Mr. Presley said the town had several meetings with DNREC, the Attorney General and “they realized the situation that we were in … and we could probably default on those loans. DNREC through the loan program forgives loans all of the time. They just forgave Selbyville $1 million. They realized that our situation there by losing $80,000 a year of revenue was going to put us in a very difficult situation where we either had to increase our water rates by 50 percent or basically default on the two loans.”

“I don’t think they are being totally up front without with you as to why they are doing that,” said Mr. Smith.

“This is where we are. This is Mountaire’ final offer. This is DNREC’s final offer,” said Mr. Presley. “We either walk away from both of them and go to court. We can’t find any legal representation.”

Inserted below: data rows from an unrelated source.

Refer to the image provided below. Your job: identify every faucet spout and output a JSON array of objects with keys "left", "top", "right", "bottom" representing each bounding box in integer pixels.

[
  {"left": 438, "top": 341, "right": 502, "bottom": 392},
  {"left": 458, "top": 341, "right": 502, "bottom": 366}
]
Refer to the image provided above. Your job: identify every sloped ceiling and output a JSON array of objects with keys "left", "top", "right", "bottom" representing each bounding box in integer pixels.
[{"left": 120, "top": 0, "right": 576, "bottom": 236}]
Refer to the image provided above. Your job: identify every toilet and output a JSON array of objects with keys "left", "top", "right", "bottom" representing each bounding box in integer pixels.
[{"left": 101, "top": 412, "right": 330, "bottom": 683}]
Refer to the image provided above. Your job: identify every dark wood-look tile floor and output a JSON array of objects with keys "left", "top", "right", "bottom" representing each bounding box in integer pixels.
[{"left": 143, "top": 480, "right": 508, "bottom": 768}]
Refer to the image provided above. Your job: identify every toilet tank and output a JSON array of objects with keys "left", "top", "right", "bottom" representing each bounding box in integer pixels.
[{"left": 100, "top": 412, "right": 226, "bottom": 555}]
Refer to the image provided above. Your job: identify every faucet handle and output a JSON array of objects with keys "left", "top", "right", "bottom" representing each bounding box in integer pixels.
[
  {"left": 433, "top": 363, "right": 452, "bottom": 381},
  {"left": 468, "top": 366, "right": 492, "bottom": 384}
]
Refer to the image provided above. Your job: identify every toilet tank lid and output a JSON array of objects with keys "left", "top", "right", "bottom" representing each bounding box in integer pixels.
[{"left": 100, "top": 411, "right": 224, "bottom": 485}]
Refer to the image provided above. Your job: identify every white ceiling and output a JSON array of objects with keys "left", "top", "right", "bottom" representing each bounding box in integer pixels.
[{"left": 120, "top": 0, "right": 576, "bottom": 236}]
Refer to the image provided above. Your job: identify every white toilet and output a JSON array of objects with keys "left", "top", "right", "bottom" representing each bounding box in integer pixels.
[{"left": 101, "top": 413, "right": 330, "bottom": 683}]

“Here’s where you’re at: the town dropped the ball; Mountaire wasn’t satisfied, and vice versa. So, you’ve got two parties that really aren’t right, bottom line,” said town resident Wesley Hayes. “The town is not right in some areas and Mountaire is not right in some areas. So, you’ve got to find a common ground to meet in the middle. That is the only way you can do this. You’ve got to weigh your options here.”

“I know you are talking about the water bills going up but at the same time you can’t afford the legal side of it either,” Mr. Hayes added. “What’s more of a realty to you; a little bit in your hand or nothing?”

“A little bit in our hand isn’t going to keep us going,” said Mr. Welch.

“Can the town afford the legal process?” asked Mr. Hayes. “Cut your losses and keep going.”

“We’ve got the settlement agreement with DNREC and the tentative offer from Mountaire,” Mr. Presley said. “What’s on the other side … other than going to court?”